Well I had to do a google search on this recipe, well the recipe is compliments of one of my featured Co-Hosts, Ramona over at Curry & Comfort. Thanks Ramona! I’m trying to understand the different between Chicken Lo Mein and Chicken Chow Mein. Ramona says Chow Mein but google seems to be leaning towards Lo Mein. Well I made my dish a tad bit different than Ramona, I had pre-made noodles and tossed them with the veggies and sauce, then served.
Question: What is the Difference Between Lo Mein and Chow Mein?
Know Your Noodle Vocabulary
Mein or mian is simply the Chinese word for noodles. Lo Mein means “tossed noodles,” while chow mein or chao mian means “fried noodles.”
What Type of Noodles are Used in Chow Mein and Lo Mein dishes?
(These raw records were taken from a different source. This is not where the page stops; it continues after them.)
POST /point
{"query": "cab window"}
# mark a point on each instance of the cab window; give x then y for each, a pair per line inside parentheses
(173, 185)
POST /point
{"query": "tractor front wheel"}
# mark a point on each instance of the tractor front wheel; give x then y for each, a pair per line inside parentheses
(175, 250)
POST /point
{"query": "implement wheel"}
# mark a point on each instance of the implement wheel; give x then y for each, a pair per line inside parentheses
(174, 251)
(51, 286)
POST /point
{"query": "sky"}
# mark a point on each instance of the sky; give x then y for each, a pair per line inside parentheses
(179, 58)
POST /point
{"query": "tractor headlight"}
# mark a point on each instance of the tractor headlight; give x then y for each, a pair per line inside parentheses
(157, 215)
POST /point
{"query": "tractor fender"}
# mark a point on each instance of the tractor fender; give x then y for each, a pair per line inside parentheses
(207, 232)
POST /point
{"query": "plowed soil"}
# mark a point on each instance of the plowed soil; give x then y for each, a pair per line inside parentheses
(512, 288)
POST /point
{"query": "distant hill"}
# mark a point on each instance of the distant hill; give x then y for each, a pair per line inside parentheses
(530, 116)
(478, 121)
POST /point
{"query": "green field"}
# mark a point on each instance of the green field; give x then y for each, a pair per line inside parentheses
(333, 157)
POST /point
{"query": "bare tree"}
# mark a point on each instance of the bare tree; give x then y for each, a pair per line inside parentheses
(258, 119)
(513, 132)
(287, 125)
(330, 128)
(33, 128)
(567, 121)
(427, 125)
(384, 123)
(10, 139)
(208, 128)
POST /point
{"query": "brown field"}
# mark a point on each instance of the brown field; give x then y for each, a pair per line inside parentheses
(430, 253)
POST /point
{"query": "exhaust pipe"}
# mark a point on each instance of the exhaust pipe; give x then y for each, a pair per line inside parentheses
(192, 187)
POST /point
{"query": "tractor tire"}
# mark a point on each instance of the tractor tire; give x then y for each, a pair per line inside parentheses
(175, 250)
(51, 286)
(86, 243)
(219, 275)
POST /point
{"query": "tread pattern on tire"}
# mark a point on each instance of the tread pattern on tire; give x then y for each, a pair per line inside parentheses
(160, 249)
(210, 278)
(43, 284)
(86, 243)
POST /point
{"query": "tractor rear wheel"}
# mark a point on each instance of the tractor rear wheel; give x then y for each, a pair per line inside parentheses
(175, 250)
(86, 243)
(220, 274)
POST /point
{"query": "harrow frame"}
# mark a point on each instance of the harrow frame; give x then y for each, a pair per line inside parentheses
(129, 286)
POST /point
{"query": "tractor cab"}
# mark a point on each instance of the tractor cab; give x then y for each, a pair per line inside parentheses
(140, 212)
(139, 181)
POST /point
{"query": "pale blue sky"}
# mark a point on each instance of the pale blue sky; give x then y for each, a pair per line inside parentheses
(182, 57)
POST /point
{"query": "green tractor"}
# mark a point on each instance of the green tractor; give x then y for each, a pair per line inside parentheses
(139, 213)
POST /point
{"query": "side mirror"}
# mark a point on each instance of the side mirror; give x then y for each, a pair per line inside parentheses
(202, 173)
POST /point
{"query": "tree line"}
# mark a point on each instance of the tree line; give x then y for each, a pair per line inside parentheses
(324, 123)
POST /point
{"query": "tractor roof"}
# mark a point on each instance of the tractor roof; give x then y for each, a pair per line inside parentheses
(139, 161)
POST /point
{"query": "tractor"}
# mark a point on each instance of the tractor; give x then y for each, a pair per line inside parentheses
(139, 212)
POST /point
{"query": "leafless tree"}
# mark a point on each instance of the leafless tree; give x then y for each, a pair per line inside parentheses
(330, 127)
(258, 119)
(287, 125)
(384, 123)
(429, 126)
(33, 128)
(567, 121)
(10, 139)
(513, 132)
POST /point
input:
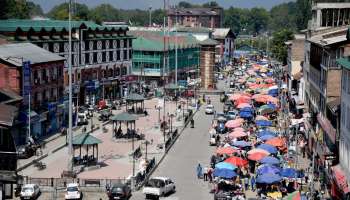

Both lo mein and chow mein are made with Chinese egg noodles – wheat flour noodles with egg added. Fresh egg noodles (preferably about 1/4-inch thick) are best for lo mein, while either fresh or dried can be used to make chow mein. Either way, the noodles need to be softened in boiling water before cooking. Dried noodles are parboiled in boiling water for 5 to 6 minutes before using, while fresh egg noodles only need to be boiled for 2 to 3 minutes. The exact amount of cooking time will depend on the thickness of the noodles, so be sure to follow the package instructions if available. But whether you’re working with fresh or dried noodles, the goal is to boil them until they are just cooked but not too soft (what the Italian’s call “al dente,” or “cooked to the tooth”).
How are Lo Mein and Chow Mein Prepared?
One method of preparing chow mein noodles is to fry them separately into a “noodle pancake” and then pour the stir-fried meat and vegetables over the fried noodles. The chow mein noodles can also be stir-fried with the meat/poultry and vegetables.
With lo mein, the parboiled noodles are frequently added near the end of cooking to heat through and toss with the other ingredients and sauce. Alternately, the parboiled noodles may be tossed with a sauce and the stir-fried ingredients poured over.
1/4 soy sauce
2 Tbs oyster sauce (I omitted this because I couldn’t find it in the store!)
1/4 cup Chinese rice wine or dry sherry
2 tsp brown sugar
1 Tbs sesame oil
1/8 tsp Chinese Five Spice (I used Hot Shot, I figured spicy is spicy!)
1/4 chicken stock with 1 Tbs of cornstarch made into a slurry
Cook pasta noodles 1-2 minutes shy of package instructions. (I skipped this part because I knew mine were already done to that point so I added them at the end.) Drain and set aside until later. Add 2tsp of cornstarch to sliced chicken and allow to set for a few minutes.
While this was happening, I then made my sauce. I just stirred it inside a measuring cup for easy access
Next add the sliced cabbage, celery and any other vegetables (accept the bean sprouts). Stir fry for another 2-3 minutes. Add your sauce ingredients and stir fry until sauce begins to boil and thicken.
Finally add the bean sprouts and cook for a minute then add the cooked pasta and toss well with the sauce and vegetables. Taste for seasoning and serve hot. Don’t be afraid to taste and add what it may be missing to your taste. I’m really bad at the whole “making a slurry” or “thickening” process it’s sometimes called, my sauces never thicken However I didn’t care because the taste was amazing.